Dans la vision actualisée de Lovelock, la Terre et sa biosphère représentent un système physiologique dynamique qui favorise et maintient la vie sur notre planète depuis plus de 3 milliards d’années. Bien que Lovelock ne lui attribue ni émotion ou intelligence, dans son hypothèse, notre Terre mère est assimilée à une entité vivante, un superorganisme doué d’une capacité d’autorégulation. Pour garder cet équilibre indispensable à l’épanouissement de sa biodiversité constitutive, Gaïa doit constamment travailler à tempérer la chaleur provenant du Soleil à une intensité compatible avec la vie.
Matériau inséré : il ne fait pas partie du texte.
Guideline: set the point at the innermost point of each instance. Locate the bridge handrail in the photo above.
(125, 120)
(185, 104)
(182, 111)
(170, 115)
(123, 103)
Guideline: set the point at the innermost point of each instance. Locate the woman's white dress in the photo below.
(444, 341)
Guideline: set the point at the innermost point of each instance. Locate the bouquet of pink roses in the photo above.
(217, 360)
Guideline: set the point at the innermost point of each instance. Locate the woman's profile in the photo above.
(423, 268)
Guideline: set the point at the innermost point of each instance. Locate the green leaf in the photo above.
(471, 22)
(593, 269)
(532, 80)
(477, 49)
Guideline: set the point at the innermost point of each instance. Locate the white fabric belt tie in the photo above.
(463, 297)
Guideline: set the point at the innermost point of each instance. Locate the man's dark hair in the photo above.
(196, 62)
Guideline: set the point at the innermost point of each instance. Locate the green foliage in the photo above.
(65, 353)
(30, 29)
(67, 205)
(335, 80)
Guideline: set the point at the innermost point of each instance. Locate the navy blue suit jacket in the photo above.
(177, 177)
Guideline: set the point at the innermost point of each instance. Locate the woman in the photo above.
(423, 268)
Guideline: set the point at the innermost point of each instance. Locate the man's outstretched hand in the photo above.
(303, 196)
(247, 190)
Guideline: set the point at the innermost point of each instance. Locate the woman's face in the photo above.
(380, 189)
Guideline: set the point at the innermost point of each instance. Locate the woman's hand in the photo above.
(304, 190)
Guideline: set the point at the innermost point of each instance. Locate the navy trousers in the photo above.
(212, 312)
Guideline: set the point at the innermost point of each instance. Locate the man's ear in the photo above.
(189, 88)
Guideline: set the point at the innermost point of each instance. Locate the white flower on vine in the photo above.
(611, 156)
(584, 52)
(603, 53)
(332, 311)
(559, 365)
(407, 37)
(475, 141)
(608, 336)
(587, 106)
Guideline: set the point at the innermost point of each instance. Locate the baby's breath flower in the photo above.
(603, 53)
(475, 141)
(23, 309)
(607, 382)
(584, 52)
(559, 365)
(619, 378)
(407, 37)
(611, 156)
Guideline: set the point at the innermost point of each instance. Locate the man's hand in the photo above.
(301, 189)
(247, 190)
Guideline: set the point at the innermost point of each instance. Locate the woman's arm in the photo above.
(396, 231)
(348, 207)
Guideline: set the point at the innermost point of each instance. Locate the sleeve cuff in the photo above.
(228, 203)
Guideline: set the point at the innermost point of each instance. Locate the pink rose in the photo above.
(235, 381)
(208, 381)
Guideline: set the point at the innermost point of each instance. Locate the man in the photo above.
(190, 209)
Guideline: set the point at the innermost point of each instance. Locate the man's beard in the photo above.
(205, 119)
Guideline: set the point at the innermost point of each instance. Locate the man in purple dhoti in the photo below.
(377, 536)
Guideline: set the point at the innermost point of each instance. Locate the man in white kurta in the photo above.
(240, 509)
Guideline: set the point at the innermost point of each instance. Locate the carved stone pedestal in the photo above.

Elle y arrive en misant sur le pouvoir thermorégulateur des nuages, des glaciers, des calottes polaires, mais aussi des océans et des forêts qui recouvrent une grande partie de sa surface. Malheureusement, depuis quelques décennies, confrontée en permanence à de violentes attaques de ses enfants terribles, et de plus en plus nombreux, que nous sommes, Gaïa doit lutter toujours plus fort pour que la composition chimique de son atmosphère reste compatible avec la vie. Ce vivant qu’on sait désormais exister même dans des endroits de la Terre où on ne soupçonnait pas sa présence.

Par exemple, on a découvert de la vie microscopique s’épanouissant généreusement dans les nuages jusqu’à 10 000 mètres d’altitude. Dans le nord-ouest des États-Unis, des chercheurs de l’Université de Washington ont ainsi répertorié à l’intérieur de ces masses d’air quelque 2100 espèces microbiennes, dont des bactéries, des levures et autres champignons. Que dire aussi de la gigantesque biodiversité découverte dans le plancher océanique, jusqu’à 2,5 km de profondeur ? Oui, la croûte terrestre aussi grouille de vie, particulièrement sous les océans. Les scientifiques estiment la biomasse de cette vie intraterrestre entre 15 et 23 milliards de tonnes de carbone. Ce qui est de 245 à 385 fois plus important que la biomasse humaine sur la Terre. Toutes ces nouvelles découvertes sont autant d’arguments en faveur de la théorie de Lovelock.

En 2006, Lovelock publie La revanche de Gaïa. Un bouquin que la pandémie a ramené dans les esprits et les librairies au mois d’avril.

Pour cause, dans cet ouvrage qui mélange écologie, sensibilisation et propositions pour améliorer la santé de la planète, l’auteur nous lance une mise en garde : la Terre pourrait réagir violemment pour se protéger des dérives de l’humanité qui menacent son intégrité depuis trop longtemps.

Il y a 2 milliards d’années, notre planète était jeune et vigoureuse, mais aujourd’hui, elle en arrache. Elle lutte très fort pour garder son homéostasie à cause de l’étoile qui brille par son absence de sagesse au-dessus du sapin généalogique de la création. Celui qui, selon Lovelock, est devenu le pire ennemi de notre superorganisme biosphérique.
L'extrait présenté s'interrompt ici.